By ’82 though he seemed to be bored with the punk scene and decided to step out on his own with a solo album, Women & Captains First. As allmusic put it, his aim was “to show he could do more than just straight-forward punk rock and there’s no arguing – he succeeded.” With song titles like “Yanks with Guns” and “A Nice Cup Of Tea”, there was little doubting that Sensible had a bit of a wacky side too!
The album didn’t sell in any huge quantities, but garnered decent reviews. Sensible wrote ten of the twelve songs, with only this one – from Rodgers and Hammerstein’s 1949 musical South Pacific – and a 1924 tune called “Nobody’s Sweetheart” being the exceptions.

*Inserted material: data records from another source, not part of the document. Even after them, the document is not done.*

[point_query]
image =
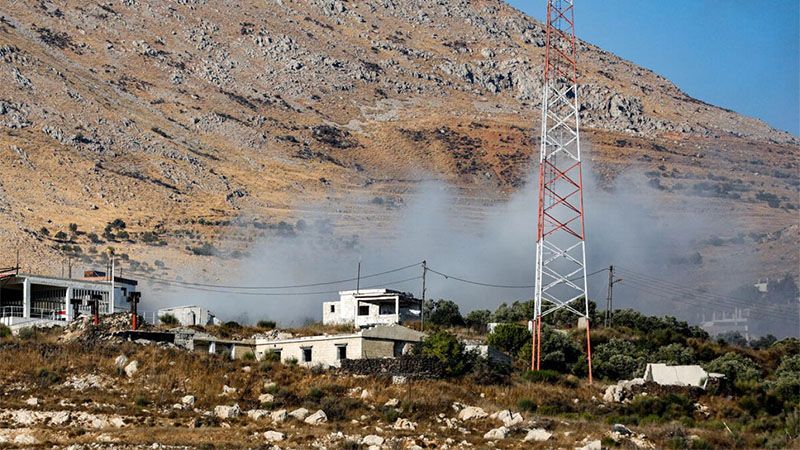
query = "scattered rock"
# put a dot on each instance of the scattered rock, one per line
(496, 434)
(317, 418)
(509, 419)
(372, 439)
(472, 413)
(121, 361)
(25, 439)
(592, 445)
(274, 436)
(279, 415)
(404, 424)
(621, 429)
(299, 413)
(537, 435)
(227, 412)
(131, 368)
(617, 392)
(257, 414)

He says he found a copy of South Pacific when looking through his parents’ record collection and recorded it when “exceedingly drunk.” It wasn’t his pick as a single, but again we see how little artists know about their own records appeal! The song went to #1 in the UK, and was the biggest single he ever had, with or without The Damned. Although the single didn’t get noticed much here, the follow-up, the equally quirky “Wot!” got decent video play in Canada and helped the album hit the top 50 year-end charts on Toronto’s CFNY-FM.
Ever the cryptic type who’s hard to get a read on, Sensible formed a political party in Britain in 2006 because watching Tony Blair on TV made him want to “put a brick through” the screen. Not surprisingly, the party was a mix of whimsy (banning idolization of Paris Hilton or the Spice Girls) and serious (they put forward a real and intelligent document on things such as Middle Eastern policy and the Iran war.) He also turned vegetarian in the ’80s and followed up “Wot!” with a single called “Wot! No Meat?”.
Looking at the news today, it’s hard to know what to think of Ray Burns. But it’s not a bad day for some “Happy Talk”. And looking at our political arena, a vote for the Captain might just be “sensible”!